Need help adapting HA Proxy config to pfSense package

shadeless

Hi all,

I' m trying to adapt a sample ha proxy config which is text based to the web-based config on the pfSense package.

frontend https
  bind :::443 v4v6 ssl crt /etc/ssl/haproxy/ strict-sni alpn h2,http/1.1
  http-request set-header X-Forwarded-Proto https if { ssl_fc }
  http-request set-header X-Forwarded-Proto http if !{ ssl_fc }
  http-request set-header X-Forwarded-For %[src]

  # Matrix client traffic
  acl matrix-host hdr(host) -i matrix.example.com matrix.example.com:443
  acl matrix-path path_beg /_matrix
  acl matrix-path path_beg /_synapse/client

  use_backend matrix if matrix-host matrix-path

frontend matrix-federation
  bind :::8448 v4v6 ssl crt /etc/ssl/haproxy/synapse.pem alpn h2,http/1.1
  http-request set-header X-Forwarded-Proto https if { ssl_fc }
  http-request set-header X-Forwarded-Proto http if !{ ssl_fc }
  http-request set-header X-Forwarded-For %[src]

  default_backend matrix

backend matrix
  server matrix 127.0.0.1:8008

I think i got the backend config and the ACL part of the frontend config correct

But I have no idea how i should configure this part:

http-request set-header X-Forwarded-Proto https if { ssl_fc }
http-request set-header X-Forwarded-Proto http if !{ ssl_fc }
http-request set-header X-Forwarded-For %[src]

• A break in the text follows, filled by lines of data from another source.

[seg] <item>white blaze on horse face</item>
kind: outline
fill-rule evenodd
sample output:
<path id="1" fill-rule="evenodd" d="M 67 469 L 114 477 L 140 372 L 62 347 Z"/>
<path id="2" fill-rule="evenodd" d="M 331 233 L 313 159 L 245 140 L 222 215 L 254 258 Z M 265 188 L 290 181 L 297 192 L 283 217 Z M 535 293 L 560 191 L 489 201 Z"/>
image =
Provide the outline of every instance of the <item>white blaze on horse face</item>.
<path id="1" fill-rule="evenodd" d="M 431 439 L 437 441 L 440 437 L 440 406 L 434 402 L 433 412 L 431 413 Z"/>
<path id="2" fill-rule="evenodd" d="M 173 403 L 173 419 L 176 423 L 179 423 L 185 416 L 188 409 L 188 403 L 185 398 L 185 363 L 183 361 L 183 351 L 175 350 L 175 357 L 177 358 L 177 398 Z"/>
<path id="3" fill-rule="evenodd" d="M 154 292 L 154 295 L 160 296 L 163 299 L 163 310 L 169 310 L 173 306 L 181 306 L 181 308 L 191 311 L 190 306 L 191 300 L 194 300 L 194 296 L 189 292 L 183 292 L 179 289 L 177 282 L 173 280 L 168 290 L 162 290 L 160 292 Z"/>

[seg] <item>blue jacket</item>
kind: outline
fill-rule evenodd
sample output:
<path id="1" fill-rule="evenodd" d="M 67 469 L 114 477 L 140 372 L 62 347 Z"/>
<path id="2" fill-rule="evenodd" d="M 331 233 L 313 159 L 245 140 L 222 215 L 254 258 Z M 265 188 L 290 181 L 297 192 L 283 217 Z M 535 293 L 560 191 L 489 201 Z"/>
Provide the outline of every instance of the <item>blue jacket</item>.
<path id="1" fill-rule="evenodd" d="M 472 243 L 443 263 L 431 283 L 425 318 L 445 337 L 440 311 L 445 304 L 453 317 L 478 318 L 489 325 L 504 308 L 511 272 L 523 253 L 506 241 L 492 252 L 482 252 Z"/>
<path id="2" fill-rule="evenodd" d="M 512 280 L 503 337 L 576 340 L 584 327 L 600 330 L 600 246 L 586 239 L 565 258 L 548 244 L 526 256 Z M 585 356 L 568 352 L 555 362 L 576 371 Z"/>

Do i have to do something in the "Actions" part as well, or can i paste the config somewhere directly?

Any help would be greatly appreciated!

Thanks

shadeless

Ok for anyone who may need this in the future:

It's as simple as pasting that config portion into the "Advanced pass through" box

Tested and verified by writing a webserver to debug the headers.